Em meio ao cenário adverso, empresas consolidadas no mercado são afetadas, mas até que ponto suas marcas são prejudicadas perante o público apesar do momento de adversidade?

Historicamente, menos de 40% dos negócios abertos no Brasil sobrevivem após cinco anos de atividade.

Quanto menor o porte do negócio, maior a mortalidade, segundo dados do Instituto Brasileiro de Geografia e Estatística (IBGE).

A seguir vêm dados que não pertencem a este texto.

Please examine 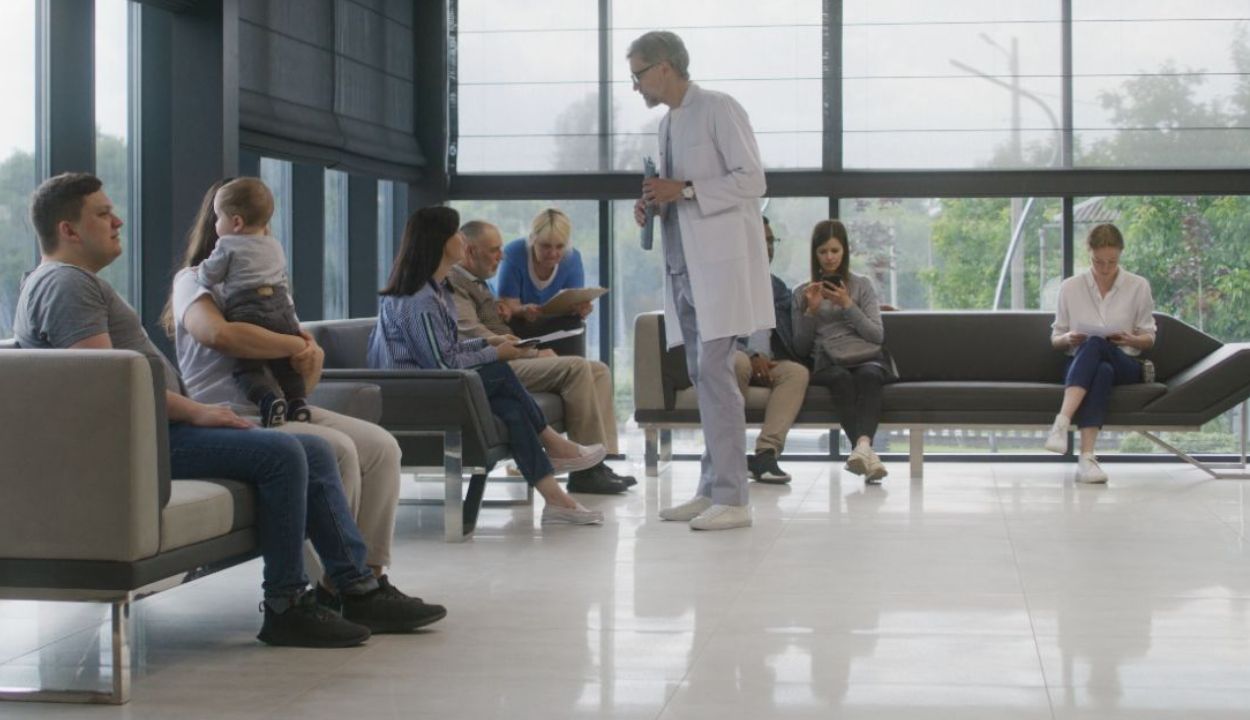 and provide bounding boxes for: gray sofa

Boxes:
[634,311,1250,478]
[0,344,380,704]
[304,318,564,541]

Somente em 2023, cerca de 2,1 milhões de empresas fecharam no Brasil. Isso significa que quatro negócios têm os CNPJs "baixados" a cada um minuto, em média.

Nos últimos anos, o impacto da crise econômica enfrentada pelo Brasil complicou o cenário adverso, mas uma atualização na legislação brasileira permitiu o aperfeiçoamento das regras para falências e recuperação judicial.

 

Comportamento do mercado no Ceará

 

Entre janeiro e agosto, a quantidade de falências decretadas no Ceará chegou a oito, uma queda de 55% em relação a igual período do ano passado. Ao mesmo tempo, os pedidos, deferimentos e conclusão de processos de recuperação têm crescido.

Ainda segundo o Serasa Experian, o número de pedidos de recuperação judicial cresceu 78% no Brasil entre janeiro e agosto, passando de 1,48 mil requerimentos. Esse é o maior montante para o período desde 2016, quando 1,86 mil pedidos foram feitos.

Em agosto, as empresas do setor de serviços são as mais afetadas, seguido por comércio e indústria. Do total de pedidos de recuperação judicial, a incidência de micro e pequenas empresas chama atenção, sendo 183 requisições dentre 238 pedidos registrados no mês.

Ainda que o volume de pedidos de RJ tenha saltado, houve queda de 2,9% nos pedidos de falência no Brasil.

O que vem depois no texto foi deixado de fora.